Le football est parfois cruel. Il ne récompense pas toujours les plus audacieux. Mais il récompense encore moins ceux qui calculent trop.
Le Maroc quitte cette Coupe du monde avec un parcours remarquable et une élimination logique face à la France. Ce n'est pas le résultat qui interroge. C'est la manière.
Une heure de prudence excessive
Pendant plus d'une heure, les Lions de l'Atlas ont surtout cherché à fermer les espaces, ralentir le jeu et empêcher les Bleus d'exprimer leur puissance offensive. Un choix compréhensible — presque logique, même, face à une équipe capable de faire basculer un match sur une accélération de Mbappé, un dribble de Dembélé ou une inspiration venue du banc.
Mais un quart de finale de Coupe du monde se gagne rarement en limitant uniquement les risques. Il se gagne aussi en acceptant d'en prendre.
Le Maroc qui avait séduit depuis le début du tournoi n'était pas seulement une équipe disciplinée. C'était une équipe capable de presser haut, de casser des lignes, de projeter Hakimi et d'imposer son rythme. Jeudi soir, cette version-là est restée trop longtemps au vestiaire.
Des chiffres éloquents
Les statistiques racontent d'ailleurs une partie de l'histoire. Le Maroc a très peu existé offensivement pendant plus d'une heure. Son premier vrai temps fort n'est apparu qu'après l'ouverture du score française, et la pression n'est devenue réellement constante que dans les toutes dernières minutes.
Entre-temps, les Lions de l'Atlas n'ont pratiquement jamais fait douter Mike Maignan : environ cinq tirs seulement et un xG proche de 0,14, contre une France qui s'est créé plus d'une vingtaine de tentatives et plusieurs occasions franches. (Source : Bavarian Football Works)
La prudence n'offre aucune garantie
Bien sûr, personne ne peut honnêtement affirmer qu'un Maroc plus ambitieux aurait éliminé la France. Les Bleus sont probablement l'équipe la plus complète du tournoi : ils savent gagner dans un match ouvert comme dans un match fermé.
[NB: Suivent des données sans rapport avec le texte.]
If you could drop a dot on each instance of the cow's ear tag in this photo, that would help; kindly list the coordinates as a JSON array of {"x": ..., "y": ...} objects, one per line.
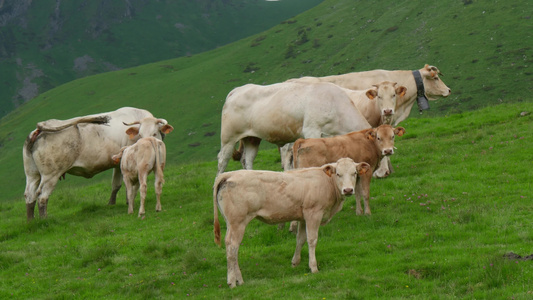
[
  {"x": 329, "y": 170},
  {"x": 399, "y": 131},
  {"x": 370, "y": 135},
  {"x": 132, "y": 132},
  {"x": 362, "y": 168}
]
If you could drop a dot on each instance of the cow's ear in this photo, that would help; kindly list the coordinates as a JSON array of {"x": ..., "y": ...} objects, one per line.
[
  {"x": 329, "y": 170},
  {"x": 132, "y": 132},
  {"x": 362, "y": 168},
  {"x": 116, "y": 158},
  {"x": 371, "y": 94},
  {"x": 166, "y": 129},
  {"x": 399, "y": 131},
  {"x": 401, "y": 90},
  {"x": 371, "y": 134}
]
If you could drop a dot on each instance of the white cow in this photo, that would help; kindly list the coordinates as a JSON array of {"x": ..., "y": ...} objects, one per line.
[
  {"x": 137, "y": 162},
  {"x": 79, "y": 147},
  {"x": 432, "y": 87},
  {"x": 281, "y": 113},
  {"x": 422, "y": 85},
  {"x": 312, "y": 196}
]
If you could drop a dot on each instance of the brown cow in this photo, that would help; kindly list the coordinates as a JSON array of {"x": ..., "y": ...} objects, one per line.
[
  {"x": 312, "y": 196},
  {"x": 136, "y": 162},
  {"x": 369, "y": 145}
]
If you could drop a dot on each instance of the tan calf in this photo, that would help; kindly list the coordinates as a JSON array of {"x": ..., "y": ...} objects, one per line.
[
  {"x": 312, "y": 196},
  {"x": 136, "y": 162},
  {"x": 369, "y": 145}
]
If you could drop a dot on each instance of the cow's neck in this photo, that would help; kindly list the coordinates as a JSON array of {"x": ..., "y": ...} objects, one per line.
[{"x": 404, "y": 106}]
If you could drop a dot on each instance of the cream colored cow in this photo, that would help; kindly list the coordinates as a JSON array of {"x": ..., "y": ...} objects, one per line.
[
  {"x": 311, "y": 196},
  {"x": 281, "y": 113},
  {"x": 80, "y": 146},
  {"x": 422, "y": 85}
]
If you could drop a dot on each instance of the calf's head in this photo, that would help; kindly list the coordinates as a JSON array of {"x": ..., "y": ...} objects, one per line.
[
  {"x": 383, "y": 137},
  {"x": 345, "y": 172},
  {"x": 386, "y": 94},
  {"x": 433, "y": 85},
  {"x": 149, "y": 127}
]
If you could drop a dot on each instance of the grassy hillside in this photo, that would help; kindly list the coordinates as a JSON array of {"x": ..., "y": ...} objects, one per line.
[
  {"x": 459, "y": 201},
  {"x": 479, "y": 46},
  {"x": 46, "y": 43}
]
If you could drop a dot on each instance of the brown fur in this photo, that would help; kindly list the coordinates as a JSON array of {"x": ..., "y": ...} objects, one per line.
[{"x": 361, "y": 146}]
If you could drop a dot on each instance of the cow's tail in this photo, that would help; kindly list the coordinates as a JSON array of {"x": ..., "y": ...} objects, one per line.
[
  {"x": 237, "y": 154},
  {"x": 57, "y": 125},
  {"x": 159, "y": 147},
  {"x": 297, "y": 145},
  {"x": 221, "y": 179}
]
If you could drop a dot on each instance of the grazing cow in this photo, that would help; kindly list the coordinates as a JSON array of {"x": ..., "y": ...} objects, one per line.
[
  {"x": 79, "y": 147},
  {"x": 281, "y": 113},
  {"x": 312, "y": 196},
  {"x": 136, "y": 162},
  {"x": 421, "y": 85},
  {"x": 369, "y": 145}
]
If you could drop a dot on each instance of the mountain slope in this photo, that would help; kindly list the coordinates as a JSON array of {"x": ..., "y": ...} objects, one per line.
[
  {"x": 49, "y": 42},
  {"x": 335, "y": 37}
]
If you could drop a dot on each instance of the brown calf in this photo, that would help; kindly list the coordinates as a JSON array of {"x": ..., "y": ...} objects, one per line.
[
  {"x": 369, "y": 145},
  {"x": 312, "y": 196},
  {"x": 136, "y": 162}
]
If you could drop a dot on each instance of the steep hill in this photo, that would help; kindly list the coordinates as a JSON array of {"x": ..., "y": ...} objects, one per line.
[
  {"x": 482, "y": 48},
  {"x": 48, "y": 42}
]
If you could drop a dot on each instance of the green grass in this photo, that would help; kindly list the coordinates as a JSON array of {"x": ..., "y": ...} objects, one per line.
[
  {"x": 460, "y": 198},
  {"x": 40, "y": 43},
  {"x": 342, "y": 36}
]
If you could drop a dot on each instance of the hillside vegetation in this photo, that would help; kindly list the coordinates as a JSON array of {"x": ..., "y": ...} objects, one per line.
[
  {"x": 481, "y": 47},
  {"x": 453, "y": 221},
  {"x": 46, "y": 43}
]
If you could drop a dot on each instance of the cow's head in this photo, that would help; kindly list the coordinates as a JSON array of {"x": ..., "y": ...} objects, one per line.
[
  {"x": 433, "y": 85},
  {"x": 149, "y": 127},
  {"x": 383, "y": 137},
  {"x": 345, "y": 172},
  {"x": 386, "y": 94}
]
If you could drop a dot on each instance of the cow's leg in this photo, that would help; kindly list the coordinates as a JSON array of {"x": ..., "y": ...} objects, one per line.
[
  {"x": 142, "y": 181},
  {"x": 251, "y": 147},
  {"x": 30, "y": 194},
  {"x": 234, "y": 235},
  {"x": 116, "y": 183},
  {"x": 158, "y": 190},
  {"x": 301, "y": 237},
  {"x": 312, "y": 225},
  {"x": 131, "y": 192},
  {"x": 384, "y": 168},
  {"x": 358, "y": 196},
  {"x": 46, "y": 187},
  {"x": 365, "y": 190},
  {"x": 224, "y": 156},
  {"x": 286, "y": 156}
]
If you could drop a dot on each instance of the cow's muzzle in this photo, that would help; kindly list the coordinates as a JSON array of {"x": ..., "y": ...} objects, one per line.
[{"x": 347, "y": 191}]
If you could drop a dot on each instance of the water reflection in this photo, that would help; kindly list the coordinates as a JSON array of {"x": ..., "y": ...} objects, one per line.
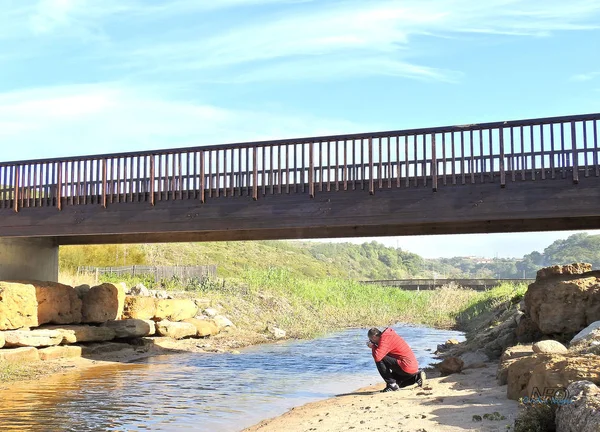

Mais justement — quand un adversaire est capable de s'adapter à tous les scénarios, faut-il vraiment construire son plan de jeu autour de la seule réduction des risques ?
Quelques jours plus tôt, le Sénégal avait choisi une autre approche. Les Lions de la Teranga avaient osé, bousculé les Bleus, avant de céder sous le poids de la fatigue, d'un coaching tardif, de quelques erreurs individuelles… et du talent français. Deux approches différentes, deux éliminations identiques. Cela ne prouve pas qu'il fallait attaquer à tout-va. Cela rappelle simplement qu'à ce niveau, la prudence n'offre aucune garantie supplémentaire.
Le seul vrai regret
C'est peut-être là le seul regret que laissera ce quart de finale. Pas l'élimination en elle-même. Mais cette impression persistante que le Maroc n'a commencé à jouer pleinement qu'une fois mené au score.
On ne saura jamais si un Maroc plus audacieux aurait fait tomber la France. En revanche, on sait déjà qu'un Maroc plus prudent n'y est pas parvenu.